The first one came along kind of organically: we called it the Food Truck Project. It was right after the city of Boston had permitted food trucks for the first time and said, you know, "we'd like to have more of these." The city worked with Harvard's Food Law and Policy Clinic and came up with a permitting regime.
And our clinic just naturally started seeing people saying, "I'm going to start a food truck, will you help me form an entity? Will you help me register my trademark?"
I said, well, these people have all of these other needs, too. They need to maybe finance the truck. They need to get the truck inspected. They need to have a relationship with the commissary kitchen.
What if we connected with all of those people and put together a toolkit and a training program that was like Food Trucks 101, with all the legal stuff you need to know in one place?
What made you think about going back to Kentucky?
There were certain hurdles. It's really hard for me to help grow my clients' business when someone just bought their building and wants to triple their rent, right? And because I come from here [Kentucky], I'm always thinking about what's happening in other places — here, people are seeing things like falling property values as a bad thing. Where I was sitting, I saw it as an opportunity.
Secondly, I was working in a place where transactional legal services were available, basically, across the spectrum: there were clinics like mine, law firms getting involved, incubators ... and I was looking at my home state of Kentucky and saying, "we have one pro bono transactional services provider in the entire state?"
And then, being at a law school, I had connected with a number of students at Harvard Law School, especially in the wake of the election, who were very catalyzed by the justice gap and access to justice.
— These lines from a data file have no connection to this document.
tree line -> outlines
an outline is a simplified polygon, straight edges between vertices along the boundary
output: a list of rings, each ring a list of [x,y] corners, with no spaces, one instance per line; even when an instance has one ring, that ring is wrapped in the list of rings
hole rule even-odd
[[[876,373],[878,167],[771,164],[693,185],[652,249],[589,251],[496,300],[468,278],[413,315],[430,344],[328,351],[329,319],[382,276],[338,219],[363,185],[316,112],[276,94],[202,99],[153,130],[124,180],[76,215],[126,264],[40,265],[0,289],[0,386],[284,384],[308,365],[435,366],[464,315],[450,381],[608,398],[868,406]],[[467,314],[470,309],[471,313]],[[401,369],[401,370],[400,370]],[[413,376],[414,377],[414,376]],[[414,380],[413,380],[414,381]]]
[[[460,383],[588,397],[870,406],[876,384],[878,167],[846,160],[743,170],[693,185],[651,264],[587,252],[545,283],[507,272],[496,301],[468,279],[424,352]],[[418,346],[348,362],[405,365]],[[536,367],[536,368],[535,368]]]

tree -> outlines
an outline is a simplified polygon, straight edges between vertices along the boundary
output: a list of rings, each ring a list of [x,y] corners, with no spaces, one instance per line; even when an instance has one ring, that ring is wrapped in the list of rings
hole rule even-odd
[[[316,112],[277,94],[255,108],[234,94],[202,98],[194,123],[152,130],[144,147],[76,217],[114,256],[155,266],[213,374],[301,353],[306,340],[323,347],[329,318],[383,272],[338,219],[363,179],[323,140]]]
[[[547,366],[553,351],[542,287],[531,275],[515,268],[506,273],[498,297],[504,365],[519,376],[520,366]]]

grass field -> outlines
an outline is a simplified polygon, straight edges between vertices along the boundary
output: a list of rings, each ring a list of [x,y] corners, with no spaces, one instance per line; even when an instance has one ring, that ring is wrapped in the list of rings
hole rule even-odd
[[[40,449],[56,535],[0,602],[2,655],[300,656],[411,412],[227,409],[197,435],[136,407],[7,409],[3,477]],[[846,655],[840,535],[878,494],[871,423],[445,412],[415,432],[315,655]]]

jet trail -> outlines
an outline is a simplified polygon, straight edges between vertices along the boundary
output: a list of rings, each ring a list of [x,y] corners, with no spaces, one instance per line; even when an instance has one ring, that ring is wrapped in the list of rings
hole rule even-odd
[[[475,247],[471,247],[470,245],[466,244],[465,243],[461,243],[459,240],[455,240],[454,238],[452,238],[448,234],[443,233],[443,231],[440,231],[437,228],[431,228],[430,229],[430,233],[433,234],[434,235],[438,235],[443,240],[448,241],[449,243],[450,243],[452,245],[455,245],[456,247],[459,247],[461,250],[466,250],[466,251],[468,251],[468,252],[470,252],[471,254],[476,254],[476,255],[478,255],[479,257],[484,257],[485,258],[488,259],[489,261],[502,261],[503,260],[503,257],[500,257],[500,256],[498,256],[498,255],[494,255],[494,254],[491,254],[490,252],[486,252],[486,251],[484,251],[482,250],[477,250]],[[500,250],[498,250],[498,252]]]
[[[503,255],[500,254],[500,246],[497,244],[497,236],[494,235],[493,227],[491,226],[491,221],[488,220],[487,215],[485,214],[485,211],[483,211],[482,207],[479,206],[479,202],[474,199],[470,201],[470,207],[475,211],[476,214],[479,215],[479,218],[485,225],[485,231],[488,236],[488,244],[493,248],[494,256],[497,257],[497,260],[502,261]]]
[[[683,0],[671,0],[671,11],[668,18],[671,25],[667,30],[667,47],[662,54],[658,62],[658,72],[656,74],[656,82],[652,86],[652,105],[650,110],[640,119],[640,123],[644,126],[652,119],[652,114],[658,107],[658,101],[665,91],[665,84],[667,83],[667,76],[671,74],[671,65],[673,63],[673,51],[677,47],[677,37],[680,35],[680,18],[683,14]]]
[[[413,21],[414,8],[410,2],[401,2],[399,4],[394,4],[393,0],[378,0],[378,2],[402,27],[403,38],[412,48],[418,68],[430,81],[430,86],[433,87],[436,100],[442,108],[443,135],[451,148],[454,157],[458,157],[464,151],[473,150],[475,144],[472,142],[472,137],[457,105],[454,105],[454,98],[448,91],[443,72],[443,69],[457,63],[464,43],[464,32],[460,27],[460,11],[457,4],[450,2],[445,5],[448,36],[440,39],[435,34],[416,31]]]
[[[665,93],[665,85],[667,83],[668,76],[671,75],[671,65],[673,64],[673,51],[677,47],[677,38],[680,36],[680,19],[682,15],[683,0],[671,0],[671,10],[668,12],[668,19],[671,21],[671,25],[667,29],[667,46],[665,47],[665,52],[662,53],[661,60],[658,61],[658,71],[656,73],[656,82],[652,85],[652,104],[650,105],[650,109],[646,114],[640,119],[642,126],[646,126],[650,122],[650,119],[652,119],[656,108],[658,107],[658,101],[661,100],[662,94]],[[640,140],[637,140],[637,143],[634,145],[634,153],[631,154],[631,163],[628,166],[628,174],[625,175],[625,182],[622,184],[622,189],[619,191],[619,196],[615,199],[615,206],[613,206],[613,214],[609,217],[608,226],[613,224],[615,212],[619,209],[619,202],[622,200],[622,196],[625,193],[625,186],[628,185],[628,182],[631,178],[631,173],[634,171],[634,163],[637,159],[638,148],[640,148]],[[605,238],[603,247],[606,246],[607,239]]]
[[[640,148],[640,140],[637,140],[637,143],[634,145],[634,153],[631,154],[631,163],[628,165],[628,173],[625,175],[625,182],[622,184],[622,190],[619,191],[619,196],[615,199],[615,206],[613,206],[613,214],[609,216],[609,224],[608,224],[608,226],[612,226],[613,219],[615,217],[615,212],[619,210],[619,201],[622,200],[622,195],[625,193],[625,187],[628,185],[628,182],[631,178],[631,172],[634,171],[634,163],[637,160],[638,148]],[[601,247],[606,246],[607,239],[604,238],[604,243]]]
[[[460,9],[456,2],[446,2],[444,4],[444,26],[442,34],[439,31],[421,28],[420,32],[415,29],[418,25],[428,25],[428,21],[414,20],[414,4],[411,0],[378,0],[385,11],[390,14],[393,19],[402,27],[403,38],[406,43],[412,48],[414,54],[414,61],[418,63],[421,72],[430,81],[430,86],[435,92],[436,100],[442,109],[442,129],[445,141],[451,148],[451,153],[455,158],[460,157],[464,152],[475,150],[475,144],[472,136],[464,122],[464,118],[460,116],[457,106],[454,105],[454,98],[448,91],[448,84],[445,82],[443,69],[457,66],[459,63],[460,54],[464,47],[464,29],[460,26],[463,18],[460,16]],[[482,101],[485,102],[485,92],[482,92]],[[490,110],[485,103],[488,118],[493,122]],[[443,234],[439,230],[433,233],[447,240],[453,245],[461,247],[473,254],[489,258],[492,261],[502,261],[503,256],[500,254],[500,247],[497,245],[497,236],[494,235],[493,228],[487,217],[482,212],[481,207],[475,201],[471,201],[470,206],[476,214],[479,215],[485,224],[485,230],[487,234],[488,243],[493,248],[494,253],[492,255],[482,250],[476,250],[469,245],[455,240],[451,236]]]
When you don't have access to a system that works for you, you kind of pull away from that system and you no longer even see yourself as a part of it.
There was only so long I could sit in a place like Cambridge, Massachusetts, and say "people should go practice in rural places" before it was time for me to do it.
How is it different, doing what you do at the CCC in Kentucky as compared to what you did at Harvard, in Boston?
In the city, entrepreneurship is not necessarily economic development. Whereas in Kentucky, those things are much more closely aligned, which is why I'm attracted to it.
And when we talked about doing that as a state, it took me a matter of two to three months to be talking in person with the Kentucky Bar Association, with the people at law firms doing this work, with the heads of the three law schools, etc.
Within the first four months in my job, we were all sitting at the same table talking about how we work together as a state. There were three law schools talking about how they develop programming that all of their law students can enroll in and participate in together.
You can't pull that off in other markets.
What would you say to other people who might consider working on access to justice in a rural area?
If you are a creative, innovative or proactive thinker, rural communities are for you. There's so much room for really creative, exciting stuff to happen. You can't invest in the city is as well as you can in rural places.
I loved Boston. I loved Harvard Law School — wouldn't change a thing. But I'm so glad to be here. I'm not going anywhere.